A study by Starnes et al[15] describes the usage of a suture-mediated closure device in femoral vessels with a diameter less than 5 mm, with the smallest vessel treated being 2.8 mm; however, the measurement was that of the anteroposterior dimension of the patent part of the blood vessel excluding the posterior wall atherosclerotic plaques. Even if the puncture was at the stenotic atherosclerotic site, opening of the footplate and most of the movement of the footplate would have happened cranial to the site of puncture where the artery might have been bigger, before bringing the deployed footplate to the puncture site.
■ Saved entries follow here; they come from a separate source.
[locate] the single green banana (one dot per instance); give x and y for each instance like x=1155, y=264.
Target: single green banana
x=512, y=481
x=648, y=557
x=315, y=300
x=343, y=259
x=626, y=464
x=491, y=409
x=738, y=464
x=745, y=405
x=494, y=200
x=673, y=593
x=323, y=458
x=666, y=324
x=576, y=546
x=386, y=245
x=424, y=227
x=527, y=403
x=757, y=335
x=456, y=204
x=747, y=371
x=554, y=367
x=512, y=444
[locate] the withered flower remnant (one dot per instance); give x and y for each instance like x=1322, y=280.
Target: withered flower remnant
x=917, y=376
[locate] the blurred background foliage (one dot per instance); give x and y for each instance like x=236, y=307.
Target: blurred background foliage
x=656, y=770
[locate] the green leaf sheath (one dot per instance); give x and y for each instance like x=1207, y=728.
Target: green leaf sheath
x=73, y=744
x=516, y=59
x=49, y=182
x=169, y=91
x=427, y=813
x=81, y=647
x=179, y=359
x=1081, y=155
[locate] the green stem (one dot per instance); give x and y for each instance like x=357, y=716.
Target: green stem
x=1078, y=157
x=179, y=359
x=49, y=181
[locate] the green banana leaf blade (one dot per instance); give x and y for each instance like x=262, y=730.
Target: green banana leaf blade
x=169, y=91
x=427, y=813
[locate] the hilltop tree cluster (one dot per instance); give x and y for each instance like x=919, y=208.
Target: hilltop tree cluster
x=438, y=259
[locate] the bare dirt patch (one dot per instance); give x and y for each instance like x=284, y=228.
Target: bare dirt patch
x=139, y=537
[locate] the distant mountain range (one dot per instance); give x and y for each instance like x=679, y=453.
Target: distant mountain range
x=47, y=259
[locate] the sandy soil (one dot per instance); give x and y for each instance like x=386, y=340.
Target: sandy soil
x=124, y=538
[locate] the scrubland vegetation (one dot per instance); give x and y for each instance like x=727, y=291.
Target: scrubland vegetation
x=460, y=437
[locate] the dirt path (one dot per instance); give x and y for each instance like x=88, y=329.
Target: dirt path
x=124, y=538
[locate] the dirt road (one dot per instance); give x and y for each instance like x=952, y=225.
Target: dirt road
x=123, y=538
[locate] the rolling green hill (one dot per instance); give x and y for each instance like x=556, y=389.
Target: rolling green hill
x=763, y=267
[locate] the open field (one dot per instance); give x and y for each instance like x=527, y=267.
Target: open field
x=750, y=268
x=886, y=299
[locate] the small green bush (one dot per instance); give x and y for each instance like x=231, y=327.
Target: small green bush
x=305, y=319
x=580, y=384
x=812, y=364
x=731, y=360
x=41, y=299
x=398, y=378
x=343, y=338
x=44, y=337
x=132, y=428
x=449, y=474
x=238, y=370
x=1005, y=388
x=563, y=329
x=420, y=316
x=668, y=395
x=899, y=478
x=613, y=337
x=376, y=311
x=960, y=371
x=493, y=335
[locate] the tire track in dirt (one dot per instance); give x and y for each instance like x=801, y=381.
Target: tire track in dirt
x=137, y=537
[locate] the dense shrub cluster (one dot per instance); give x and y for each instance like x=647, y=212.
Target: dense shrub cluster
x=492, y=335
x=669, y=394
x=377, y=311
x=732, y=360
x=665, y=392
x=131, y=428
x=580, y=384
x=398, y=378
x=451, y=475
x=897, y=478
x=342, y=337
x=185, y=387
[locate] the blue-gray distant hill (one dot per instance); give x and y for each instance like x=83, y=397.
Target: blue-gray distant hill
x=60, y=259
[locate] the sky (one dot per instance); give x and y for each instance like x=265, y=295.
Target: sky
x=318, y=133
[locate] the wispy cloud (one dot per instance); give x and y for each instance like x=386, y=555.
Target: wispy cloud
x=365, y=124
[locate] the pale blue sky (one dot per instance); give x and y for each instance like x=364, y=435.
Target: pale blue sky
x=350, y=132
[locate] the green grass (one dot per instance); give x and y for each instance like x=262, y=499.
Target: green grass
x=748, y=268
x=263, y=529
Given that full deployment of the footplate needs a vessel of at least 5 mm in diameter, usage of this device in very small vessels will cause a disproportionate degree of stretching, resulting in vascular injury, either dissection or tear, and is not recommended.
Usage of ultrasound in ProGlide deployment in femoral artery has been described in the literature, but the application was restricted to look at the anterior and posterior wall movement on actively pushing and pulling the device.[16] In our study, we used ultrasound throughout the deployment of the footplate and to visually confirm the approximation of the footplate to the anterior/superficial wall of the brachial artery.
Given the superiority of the Perclose ProGlide/ProStyle suture-mediated device over other commonly used vascular devices including its minimal intravascular footprint, absence of re-access restrictions, and absence of significant arterial wall/periadventitial fibrosis, this would be an ideal device for usage in medium-sized blood vessels like the brachial artery, if it can be safely used. With the use of ultrasound guidance and technical modification described in this study, we have showed a 100% success rate with no major complications in performing access closure using this device in the brachial artery up to 9 Fr in size if the diameter is ≥4 mm. To our knowledge, this is the largest series of successful usage of a suture-mediated closure device in the brachial artery.
Conclusion
The use of the Perclose ProGlide/ProStyle device is safe and effective for brachial artery closure with minor modifications of technique and ultrasound guidance.